How to use SchemaSpy to Diagram a Named Instance
When installing Microsoft Sql Server, you have the option of installing it as a stand alone service or a named instance. In the event of a named instance, you would normally connect to it in your .Net code (or via Management Studio/Query Analyzer) as ServerName\InstanceName. For example, the default instance of a Sql Server 2005 Express Edition is localhost\SQLExpress. In order to connect to a named instance database with SchemaSpy, you do not need the Instance Name of the database (just the server name as if it wasn't an instance), and you have to use the database's TCP Dynamic Port instead of the typical 1433.

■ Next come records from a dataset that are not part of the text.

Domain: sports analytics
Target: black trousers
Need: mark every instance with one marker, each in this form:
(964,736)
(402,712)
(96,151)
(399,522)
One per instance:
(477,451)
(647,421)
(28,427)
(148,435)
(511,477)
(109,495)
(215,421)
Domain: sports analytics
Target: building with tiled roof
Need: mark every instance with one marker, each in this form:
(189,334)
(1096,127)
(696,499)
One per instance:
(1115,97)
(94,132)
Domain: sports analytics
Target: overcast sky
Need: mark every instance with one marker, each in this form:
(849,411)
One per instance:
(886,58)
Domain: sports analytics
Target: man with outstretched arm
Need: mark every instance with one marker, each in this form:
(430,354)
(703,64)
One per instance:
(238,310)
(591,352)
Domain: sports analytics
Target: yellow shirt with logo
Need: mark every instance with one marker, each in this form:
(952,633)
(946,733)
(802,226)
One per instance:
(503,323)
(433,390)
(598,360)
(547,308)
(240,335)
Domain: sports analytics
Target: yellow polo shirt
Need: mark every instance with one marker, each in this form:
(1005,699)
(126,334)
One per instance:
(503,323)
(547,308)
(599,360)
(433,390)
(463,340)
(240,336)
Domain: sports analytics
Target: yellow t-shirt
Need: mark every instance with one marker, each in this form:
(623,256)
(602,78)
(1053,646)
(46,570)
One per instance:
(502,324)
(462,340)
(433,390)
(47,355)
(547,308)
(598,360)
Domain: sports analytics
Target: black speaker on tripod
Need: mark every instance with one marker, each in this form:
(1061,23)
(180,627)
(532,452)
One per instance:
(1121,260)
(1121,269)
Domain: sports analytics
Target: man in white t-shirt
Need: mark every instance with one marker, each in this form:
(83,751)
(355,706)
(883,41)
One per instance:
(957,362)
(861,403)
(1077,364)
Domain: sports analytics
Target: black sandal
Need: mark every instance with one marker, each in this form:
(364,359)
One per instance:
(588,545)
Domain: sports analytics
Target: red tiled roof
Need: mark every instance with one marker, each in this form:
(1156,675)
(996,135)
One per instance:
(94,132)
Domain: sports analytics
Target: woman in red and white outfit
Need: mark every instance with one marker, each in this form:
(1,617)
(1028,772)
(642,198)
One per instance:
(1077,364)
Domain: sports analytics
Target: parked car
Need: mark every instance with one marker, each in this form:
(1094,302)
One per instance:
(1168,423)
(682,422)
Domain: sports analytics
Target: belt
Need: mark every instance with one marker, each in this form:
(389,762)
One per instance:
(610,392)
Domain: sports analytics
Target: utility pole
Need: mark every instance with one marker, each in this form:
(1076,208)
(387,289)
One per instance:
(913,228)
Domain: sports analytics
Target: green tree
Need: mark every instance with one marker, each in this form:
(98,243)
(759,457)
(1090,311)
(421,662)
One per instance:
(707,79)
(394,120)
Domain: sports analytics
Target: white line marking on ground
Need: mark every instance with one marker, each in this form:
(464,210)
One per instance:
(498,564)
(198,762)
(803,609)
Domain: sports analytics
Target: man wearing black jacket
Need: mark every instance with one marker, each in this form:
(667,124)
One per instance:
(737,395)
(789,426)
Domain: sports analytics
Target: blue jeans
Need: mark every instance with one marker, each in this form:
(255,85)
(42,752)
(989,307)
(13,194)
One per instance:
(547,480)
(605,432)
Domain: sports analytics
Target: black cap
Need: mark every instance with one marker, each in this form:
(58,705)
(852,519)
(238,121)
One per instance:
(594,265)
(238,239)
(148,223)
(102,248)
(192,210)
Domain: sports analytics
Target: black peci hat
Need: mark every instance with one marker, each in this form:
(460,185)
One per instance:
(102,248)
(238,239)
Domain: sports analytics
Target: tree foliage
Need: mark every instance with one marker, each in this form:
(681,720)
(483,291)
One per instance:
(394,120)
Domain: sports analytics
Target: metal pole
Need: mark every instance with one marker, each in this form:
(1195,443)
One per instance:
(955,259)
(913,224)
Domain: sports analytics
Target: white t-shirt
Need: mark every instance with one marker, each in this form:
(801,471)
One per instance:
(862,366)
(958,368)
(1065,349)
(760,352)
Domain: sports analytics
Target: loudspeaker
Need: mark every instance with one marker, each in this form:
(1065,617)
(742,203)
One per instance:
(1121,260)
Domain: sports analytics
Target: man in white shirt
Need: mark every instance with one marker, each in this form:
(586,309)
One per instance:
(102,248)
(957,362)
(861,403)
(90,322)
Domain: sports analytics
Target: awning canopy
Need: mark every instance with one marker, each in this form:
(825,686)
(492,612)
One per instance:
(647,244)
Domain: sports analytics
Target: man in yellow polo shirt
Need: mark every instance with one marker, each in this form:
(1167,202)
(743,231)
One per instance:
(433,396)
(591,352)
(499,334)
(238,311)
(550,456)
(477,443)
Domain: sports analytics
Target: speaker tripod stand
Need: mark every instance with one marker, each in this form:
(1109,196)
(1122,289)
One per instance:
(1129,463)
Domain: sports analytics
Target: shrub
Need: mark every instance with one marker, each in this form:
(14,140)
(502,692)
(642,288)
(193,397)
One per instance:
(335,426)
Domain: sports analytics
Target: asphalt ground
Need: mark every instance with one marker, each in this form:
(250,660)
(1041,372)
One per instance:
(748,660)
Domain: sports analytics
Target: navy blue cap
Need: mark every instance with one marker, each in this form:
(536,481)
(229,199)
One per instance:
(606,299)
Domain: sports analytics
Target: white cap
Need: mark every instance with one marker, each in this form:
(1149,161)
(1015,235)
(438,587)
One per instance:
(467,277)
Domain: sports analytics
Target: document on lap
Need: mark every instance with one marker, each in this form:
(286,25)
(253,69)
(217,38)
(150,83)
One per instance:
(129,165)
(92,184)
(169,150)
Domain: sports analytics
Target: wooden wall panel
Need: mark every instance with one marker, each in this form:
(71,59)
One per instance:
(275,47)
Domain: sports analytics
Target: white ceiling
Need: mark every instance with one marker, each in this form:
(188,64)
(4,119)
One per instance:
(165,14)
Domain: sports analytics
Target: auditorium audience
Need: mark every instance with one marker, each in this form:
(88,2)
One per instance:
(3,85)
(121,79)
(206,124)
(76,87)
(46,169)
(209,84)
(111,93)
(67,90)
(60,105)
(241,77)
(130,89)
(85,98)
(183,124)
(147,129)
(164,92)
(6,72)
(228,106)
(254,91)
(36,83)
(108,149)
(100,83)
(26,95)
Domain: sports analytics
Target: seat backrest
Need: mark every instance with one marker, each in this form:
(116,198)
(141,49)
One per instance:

You can locate a named instance's dynamic port through the following steps:
- Open the Sql Server Configuration Manager application (either through the Programs Menu or a MMC Snap In)
- Expand the Sql Server 2005 Network Configuration element
- Click on the Protocols for "INSTANCE" where "INSTANCE" is the name of your named instance
- In the right pane, double click on TCP/IP
- In the TCP/IP Properties dialog that appears, click on the IP Addresses tab.
- Towards the bottom of the IP Addresses tab, you'll find the TCP Dynamic Ports value to use for SchemaSpy
The above steps were taken based on a local installation of SQL Server 2005 Express Edition. Your steps may vary depending upon configuration.
SchemaSpy is a tool that I have been using to help with some of the documentation pains that I have experienced on some of my personal and professional projects. Being able to add the command into a build script to automatically keep the documentation up to date is a huge time saver and is invaluable as people migrate onto the project(s). I hope you find it as useful as I have, and to assist further, I have added a simple step by step guide to setting up and begin using SchemaSpy below.
- Install the Java Runtime Environment version 1.5 or higher if it is not already installed.
- Install Graphviz Diagramming Engine.
- Download the SchemaSpy jar file.
- Download the JTDS v1.2 driver and place the jar file in the C:\Program Files\Java\Shared\JTDS directory.
- Obtain User Login Credentials with the proper permissions to read the schema for the database you will be documenting if integrated authentication is not available.
- Obtain the TCP Dynamic Port if the database you are accessing is a named instance.
- Open a command window and navigate to the location of the SchemaSpy jar file.
- Execute the SchemaSpy jar file using the proper command line parameters.